“Na minha experiência, tendo trabalhado com muitas vítimas e pessoas à sua volta, as pessoas culpam as vítimas para que elas próprias possam continuar a sentir-se seguras”, explica Gilin. “Penso que as ajuda a sentir que nunca lhes vão acontecer coisas más. Elas podem continuar a sentir-se seguras.
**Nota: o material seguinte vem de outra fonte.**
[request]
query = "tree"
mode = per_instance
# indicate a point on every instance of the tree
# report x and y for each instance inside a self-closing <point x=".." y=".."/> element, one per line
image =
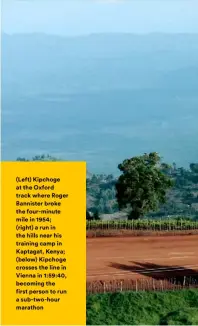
<point x="142" y="185"/>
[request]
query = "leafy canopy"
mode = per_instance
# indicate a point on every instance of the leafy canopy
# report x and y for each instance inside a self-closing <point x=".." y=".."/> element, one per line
<point x="142" y="184"/>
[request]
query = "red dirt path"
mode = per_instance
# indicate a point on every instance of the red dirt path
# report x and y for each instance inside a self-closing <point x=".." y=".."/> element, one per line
<point x="140" y="257"/>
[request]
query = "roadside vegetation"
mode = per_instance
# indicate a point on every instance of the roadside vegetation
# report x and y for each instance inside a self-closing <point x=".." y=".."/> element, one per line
<point x="143" y="308"/>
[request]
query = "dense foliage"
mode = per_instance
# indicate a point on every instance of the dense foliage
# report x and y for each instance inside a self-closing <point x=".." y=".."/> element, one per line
<point x="143" y="308"/>
<point x="145" y="224"/>
<point x="181" y="200"/>
<point x="142" y="185"/>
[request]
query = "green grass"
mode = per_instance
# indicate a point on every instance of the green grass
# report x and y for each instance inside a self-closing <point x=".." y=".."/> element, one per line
<point x="143" y="308"/>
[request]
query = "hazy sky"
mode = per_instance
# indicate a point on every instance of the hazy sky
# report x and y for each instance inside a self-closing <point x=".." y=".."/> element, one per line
<point x="74" y="17"/>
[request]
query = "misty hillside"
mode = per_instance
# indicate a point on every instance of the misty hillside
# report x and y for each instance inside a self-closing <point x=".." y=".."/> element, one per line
<point x="100" y="98"/>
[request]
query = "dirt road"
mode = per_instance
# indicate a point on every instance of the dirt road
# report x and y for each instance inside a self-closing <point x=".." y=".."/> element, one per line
<point x="139" y="257"/>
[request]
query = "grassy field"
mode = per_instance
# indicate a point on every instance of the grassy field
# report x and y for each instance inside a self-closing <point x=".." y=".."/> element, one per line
<point x="143" y="308"/>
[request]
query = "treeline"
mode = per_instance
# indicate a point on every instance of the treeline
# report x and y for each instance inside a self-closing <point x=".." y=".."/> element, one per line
<point x="156" y="189"/>
<point x="181" y="199"/>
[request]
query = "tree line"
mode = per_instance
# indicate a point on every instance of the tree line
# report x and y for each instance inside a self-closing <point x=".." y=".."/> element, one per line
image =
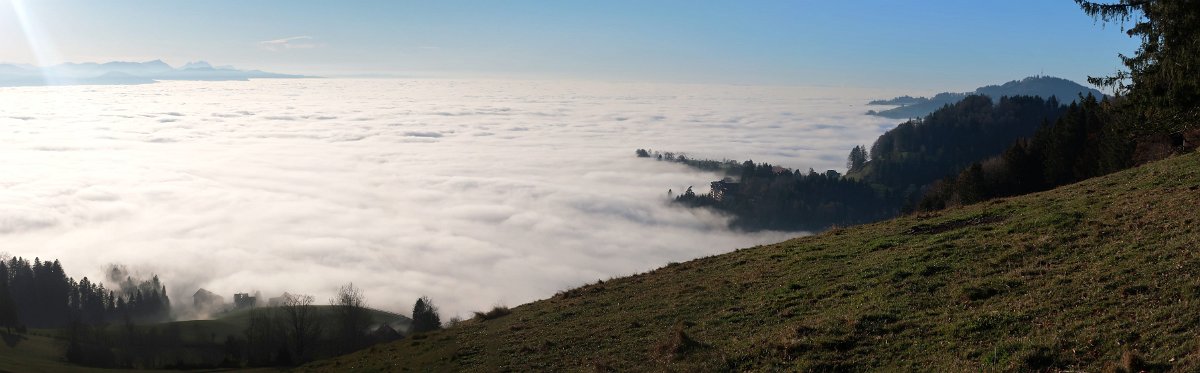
<point x="39" y="294"/>
<point x="973" y="150"/>
<point x="882" y="181"/>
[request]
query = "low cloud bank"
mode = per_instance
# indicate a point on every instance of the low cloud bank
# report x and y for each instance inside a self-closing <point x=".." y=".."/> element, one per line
<point x="474" y="193"/>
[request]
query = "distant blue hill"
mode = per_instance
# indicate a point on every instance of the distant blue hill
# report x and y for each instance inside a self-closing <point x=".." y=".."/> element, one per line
<point x="121" y="73"/>
<point x="1044" y="86"/>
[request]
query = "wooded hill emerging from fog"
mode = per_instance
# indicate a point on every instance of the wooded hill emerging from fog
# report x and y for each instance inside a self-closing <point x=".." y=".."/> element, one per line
<point x="1071" y="278"/>
<point x="1099" y="275"/>
<point x="1042" y="86"/>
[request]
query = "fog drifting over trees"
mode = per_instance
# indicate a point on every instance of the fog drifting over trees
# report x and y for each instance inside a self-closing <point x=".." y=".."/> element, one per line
<point x="473" y="192"/>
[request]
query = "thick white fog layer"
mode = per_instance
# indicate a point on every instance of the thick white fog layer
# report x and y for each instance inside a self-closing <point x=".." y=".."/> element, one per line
<point x="475" y="193"/>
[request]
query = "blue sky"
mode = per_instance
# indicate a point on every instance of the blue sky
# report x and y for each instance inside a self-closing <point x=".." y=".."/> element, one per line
<point x="937" y="44"/>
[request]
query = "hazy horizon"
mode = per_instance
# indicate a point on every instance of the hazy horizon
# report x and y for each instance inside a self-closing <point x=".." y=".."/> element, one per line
<point x="929" y="46"/>
<point x="471" y="192"/>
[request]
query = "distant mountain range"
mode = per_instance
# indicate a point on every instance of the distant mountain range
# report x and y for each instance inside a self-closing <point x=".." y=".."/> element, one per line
<point x="1045" y="86"/>
<point x="121" y="73"/>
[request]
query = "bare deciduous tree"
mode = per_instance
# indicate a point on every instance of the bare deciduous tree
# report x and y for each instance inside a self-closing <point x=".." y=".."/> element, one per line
<point x="351" y="312"/>
<point x="301" y="324"/>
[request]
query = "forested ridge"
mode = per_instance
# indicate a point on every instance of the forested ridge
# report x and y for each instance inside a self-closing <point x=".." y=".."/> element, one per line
<point x="40" y="294"/>
<point x="979" y="148"/>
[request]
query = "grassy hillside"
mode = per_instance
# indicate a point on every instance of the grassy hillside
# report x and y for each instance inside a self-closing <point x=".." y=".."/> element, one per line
<point x="42" y="350"/>
<point x="1071" y="278"/>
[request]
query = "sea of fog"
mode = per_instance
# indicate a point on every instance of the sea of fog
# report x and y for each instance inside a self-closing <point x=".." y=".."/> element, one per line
<point x="475" y="193"/>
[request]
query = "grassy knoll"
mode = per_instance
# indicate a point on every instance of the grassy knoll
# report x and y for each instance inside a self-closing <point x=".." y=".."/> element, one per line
<point x="1080" y="277"/>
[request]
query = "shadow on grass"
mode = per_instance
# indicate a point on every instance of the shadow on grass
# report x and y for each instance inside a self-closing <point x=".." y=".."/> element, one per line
<point x="11" y="340"/>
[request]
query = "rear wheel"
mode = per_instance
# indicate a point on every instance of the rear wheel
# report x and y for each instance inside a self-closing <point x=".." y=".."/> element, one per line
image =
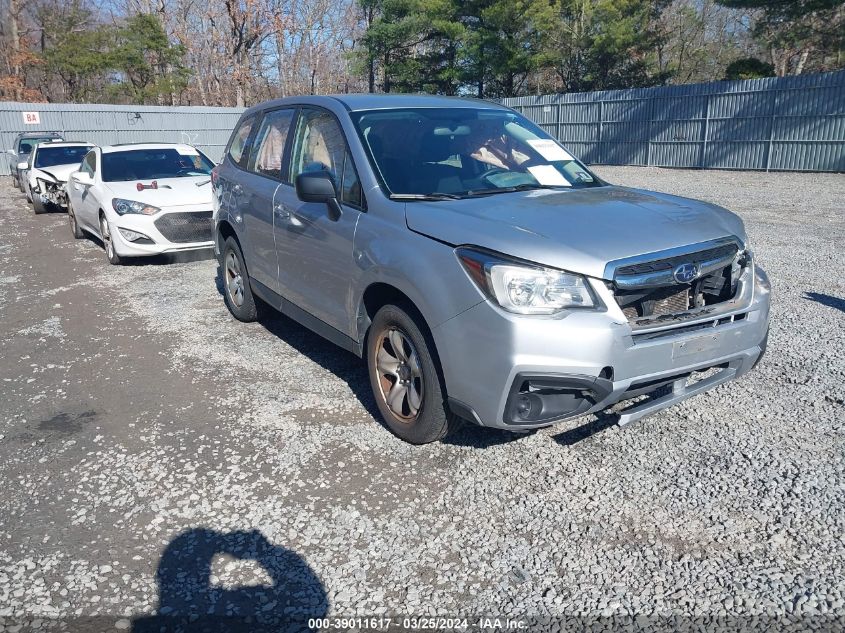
<point x="404" y="378"/>
<point x="105" y="232"/>
<point x="237" y="292"/>
<point x="74" y="225"/>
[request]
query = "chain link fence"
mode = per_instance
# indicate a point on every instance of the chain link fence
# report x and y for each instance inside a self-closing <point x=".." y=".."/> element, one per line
<point x="206" y="128"/>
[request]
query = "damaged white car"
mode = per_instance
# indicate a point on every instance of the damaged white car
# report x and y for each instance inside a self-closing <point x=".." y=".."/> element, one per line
<point x="46" y="175"/>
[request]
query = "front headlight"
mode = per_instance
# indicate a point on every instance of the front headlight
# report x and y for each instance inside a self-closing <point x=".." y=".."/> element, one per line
<point x="132" y="206"/>
<point x="525" y="288"/>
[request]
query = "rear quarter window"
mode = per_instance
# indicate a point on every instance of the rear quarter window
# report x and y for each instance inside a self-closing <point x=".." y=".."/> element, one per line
<point x="239" y="144"/>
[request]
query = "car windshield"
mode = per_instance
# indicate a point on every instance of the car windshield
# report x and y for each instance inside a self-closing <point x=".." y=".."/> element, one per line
<point x="25" y="145"/>
<point x="458" y="152"/>
<point x="148" y="164"/>
<point x="52" y="156"/>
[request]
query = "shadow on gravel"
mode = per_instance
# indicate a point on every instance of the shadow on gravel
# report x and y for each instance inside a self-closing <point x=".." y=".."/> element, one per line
<point x="826" y="300"/>
<point x="601" y="422"/>
<point x="188" y="602"/>
<point x="474" y="436"/>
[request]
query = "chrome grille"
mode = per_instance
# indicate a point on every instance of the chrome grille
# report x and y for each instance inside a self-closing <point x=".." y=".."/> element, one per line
<point x="659" y="272"/>
<point x="182" y="228"/>
<point x="727" y="251"/>
<point x="647" y="290"/>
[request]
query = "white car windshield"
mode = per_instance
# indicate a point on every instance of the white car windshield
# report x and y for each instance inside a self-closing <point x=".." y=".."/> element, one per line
<point x="147" y="164"/>
<point x="465" y="151"/>
<point x="52" y="156"/>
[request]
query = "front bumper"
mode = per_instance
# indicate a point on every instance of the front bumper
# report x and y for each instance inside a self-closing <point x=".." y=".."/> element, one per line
<point x="488" y="355"/>
<point x="157" y="243"/>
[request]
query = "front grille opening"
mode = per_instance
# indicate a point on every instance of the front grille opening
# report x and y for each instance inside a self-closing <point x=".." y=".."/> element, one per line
<point x="715" y="288"/>
<point x="196" y="226"/>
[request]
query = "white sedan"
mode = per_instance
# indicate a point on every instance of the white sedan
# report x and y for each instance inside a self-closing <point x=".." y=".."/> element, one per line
<point x="47" y="171"/>
<point x="143" y="199"/>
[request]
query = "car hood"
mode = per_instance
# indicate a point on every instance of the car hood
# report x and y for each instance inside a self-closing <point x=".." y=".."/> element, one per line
<point x="579" y="230"/>
<point x="59" y="172"/>
<point x="171" y="192"/>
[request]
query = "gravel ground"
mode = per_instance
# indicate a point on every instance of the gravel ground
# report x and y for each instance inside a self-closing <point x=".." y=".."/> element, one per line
<point x="159" y="458"/>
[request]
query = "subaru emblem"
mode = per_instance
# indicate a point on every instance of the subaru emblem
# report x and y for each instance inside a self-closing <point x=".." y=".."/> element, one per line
<point x="685" y="273"/>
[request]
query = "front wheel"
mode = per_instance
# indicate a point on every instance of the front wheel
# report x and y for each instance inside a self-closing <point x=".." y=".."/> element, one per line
<point x="38" y="206"/>
<point x="105" y="232"/>
<point x="404" y="378"/>
<point x="237" y="292"/>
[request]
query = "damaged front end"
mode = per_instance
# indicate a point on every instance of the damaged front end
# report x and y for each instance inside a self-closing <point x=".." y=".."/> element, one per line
<point x="51" y="190"/>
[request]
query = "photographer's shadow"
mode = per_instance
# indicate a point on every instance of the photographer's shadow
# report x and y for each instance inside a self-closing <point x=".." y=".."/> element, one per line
<point x="189" y="603"/>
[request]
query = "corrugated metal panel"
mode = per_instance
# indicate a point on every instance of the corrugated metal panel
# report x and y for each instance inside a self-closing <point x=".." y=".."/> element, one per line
<point x="207" y="128"/>
<point x="781" y="123"/>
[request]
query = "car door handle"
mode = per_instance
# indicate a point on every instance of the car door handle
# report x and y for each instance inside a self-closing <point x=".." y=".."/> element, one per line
<point x="285" y="216"/>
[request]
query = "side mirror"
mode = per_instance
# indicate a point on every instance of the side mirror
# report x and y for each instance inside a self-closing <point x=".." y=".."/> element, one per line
<point x="318" y="186"/>
<point x="82" y="177"/>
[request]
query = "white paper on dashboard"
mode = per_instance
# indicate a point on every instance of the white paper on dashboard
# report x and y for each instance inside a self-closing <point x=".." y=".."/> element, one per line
<point x="549" y="150"/>
<point x="548" y="175"/>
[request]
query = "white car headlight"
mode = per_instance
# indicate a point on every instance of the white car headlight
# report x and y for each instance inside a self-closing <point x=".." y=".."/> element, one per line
<point x="133" y="206"/>
<point x="525" y="288"/>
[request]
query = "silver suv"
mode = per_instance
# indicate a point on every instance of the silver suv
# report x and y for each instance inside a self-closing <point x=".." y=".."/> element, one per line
<point x="482" y="271"/>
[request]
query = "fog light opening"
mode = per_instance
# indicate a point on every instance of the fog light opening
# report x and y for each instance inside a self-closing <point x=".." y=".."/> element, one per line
<point x="134" y="236"/>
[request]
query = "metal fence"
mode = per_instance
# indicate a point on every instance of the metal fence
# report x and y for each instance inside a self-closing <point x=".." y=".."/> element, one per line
<point x="790" y="123"/>
<point x="206" y="128"/>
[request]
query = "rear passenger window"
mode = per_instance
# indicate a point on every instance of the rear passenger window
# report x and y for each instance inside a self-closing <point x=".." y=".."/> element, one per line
<point x="89" y="163"/>
<point x="270" y="142"/>
<point x="237" y="146"/>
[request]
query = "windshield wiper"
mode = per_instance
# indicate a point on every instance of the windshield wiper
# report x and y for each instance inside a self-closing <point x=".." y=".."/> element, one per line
<point x="475" y="193"/>
<point x="425" y="196"/>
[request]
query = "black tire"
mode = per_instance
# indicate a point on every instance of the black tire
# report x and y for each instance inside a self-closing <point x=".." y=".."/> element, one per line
<point x="105" y="234"/>
<point x="74" y="225"/>
<point x="419" y="413"/>
<point x="237" y="292"/>
<point x="38" y="206"/>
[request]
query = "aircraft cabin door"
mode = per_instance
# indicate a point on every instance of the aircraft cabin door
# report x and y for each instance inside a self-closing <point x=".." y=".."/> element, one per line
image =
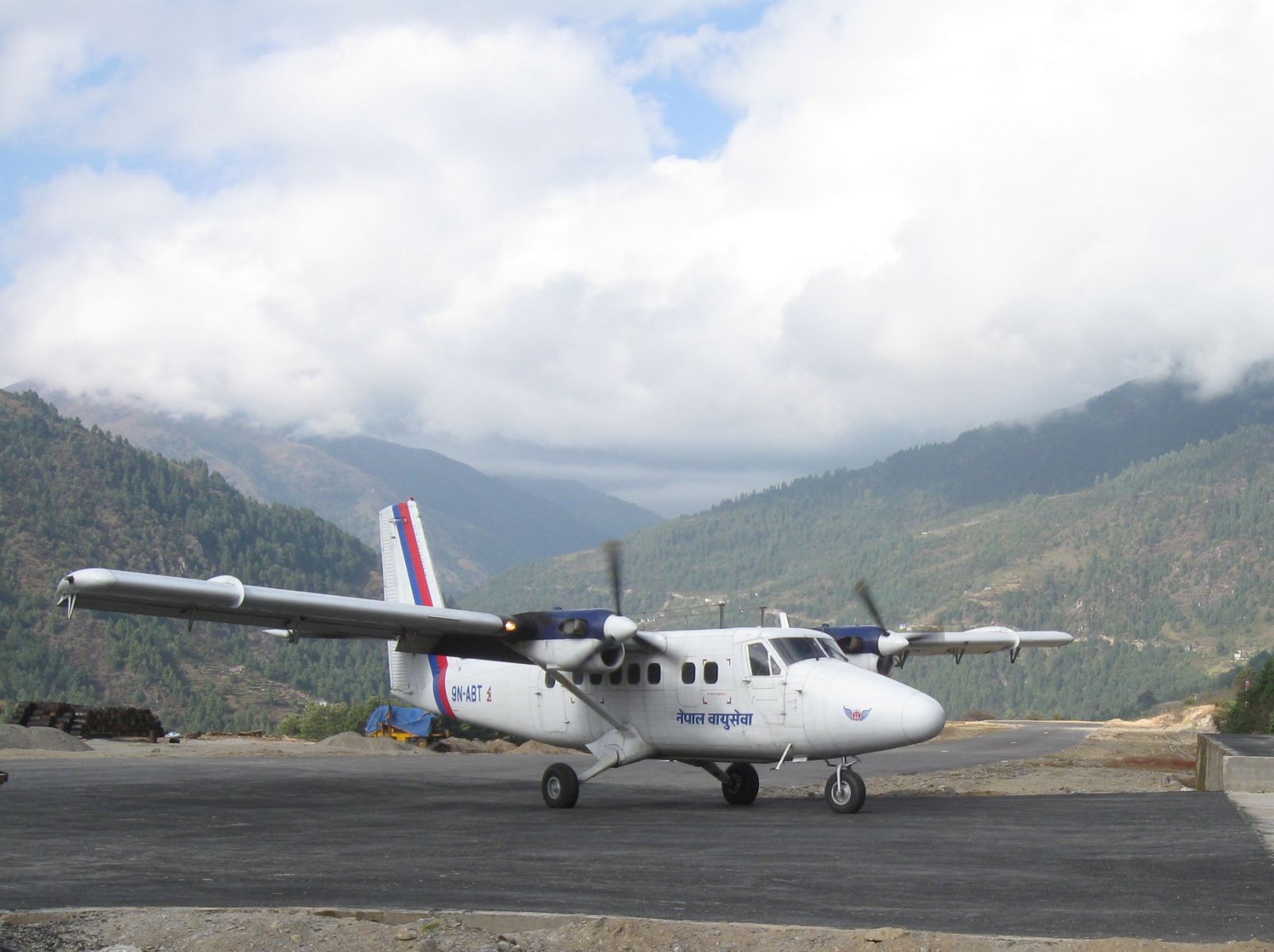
<point x="549" y="705"/>
<point x="766" y="682"/>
Certamente, houve alguma razão para o filho do vizinho ter sido agredido, e isso nunca acontecerá ao seu filho porque esse outro progenitor deve ter feito algo de errado.”
Hamby acrescenta que mesmo as pessoas mais bem-intencionadas contribuem por vezes para culpar a vítima, como os terapeutas que trabalham em programas de prevenção onde as mulheres recebem recomendações sobre como ter cuidado e evitar ser vítima de um crime.
“A coisa mais segura a fazer seria nunca sair de casa porque assim seria muito menos provável que fosse vitimada”, diz ela. “
Laura Niemi, associada de pós-doutoramento em psicologia na Universidade de Harvard, e Liane Young, professora de psicologia no Boston College, têm vindo a conduzir uma investigação que esperam que aborde o fenómeno da culpabilização das vítimas de forma frontal. Este Verão, publicaram as suas descobertas no Boletim de Personalidade e Psicologia Social.
As suas pesquisas, que envolveram 994 participantes e quatro estudos separados, levaram a várias descobertas significativas. Primeiro, notaram que os valores morais desempenham um grande papel na determinação da probabilidade de alguém se envolver em comportamentos de culpa da vítima, tais como classificar a vítima como “contaminada” em vez de “ferida”, estigmatizando assim mais essa pessoa por ter sido vítima de um crime. Niemi e Young identificaram dois conjuntos primários de valores morais: valores vinculativos e valores individualizantes. Enquanto todos têm uma mistura dos dois, as pessoas que exibem valores vinculativos mais fortes tendem a favorecer a protecção de um grupo ou dos interesses de uma equipa como um todo, enquanto que as pessoas que exibem valores individualizadores mais fortes estão mais concentradas na justiça e na prevenção de danos a um indivíduo.
Niemi explica que um maior endosso de valores vinculativos previu de forma fiável atitudes estigmatizantes sobre as vítimas – tanto no contexto de crimes sexuais como não sexuais. As pessoas que favoreciam valores vinculativos tinham mais probabilidades de ver as vítimas como censuráveis, enquanto que as pessoas que favoreciam valores individualizados tinham mais probabilidades de ser solidárias com as vítimas.
Noutro estudo, Niemi e Young apresentaram aos participantes vinhetas que descreviam crimes hipotéticos, como por exemplo: “Lisa foi abordada por Dan numa festa. Dan deu a Lisa uma bebida perfurada com Rohypnol. Mais tarde nessa noite, Lisa foi agredida por Dan”. Perguntou-se então aos participantes o que poderia ter mudado nos eventos para alcançar um resultado diferente.
Insurpreendentemente, os participantes que exibiam valores vinculativos mais fortes eram mais susceptíveis de atribuir a responsabilidade pelo crime à vítima ou sugerir acções que a vítima poderia ter tomado para alterar o resultado. As pessoas que exibiam valores de individualização mais fortes tinham tendência a fazer o contrário. Mas quando os investigadores manipularam a linguagem das vinhetas, encontraram algo interessante.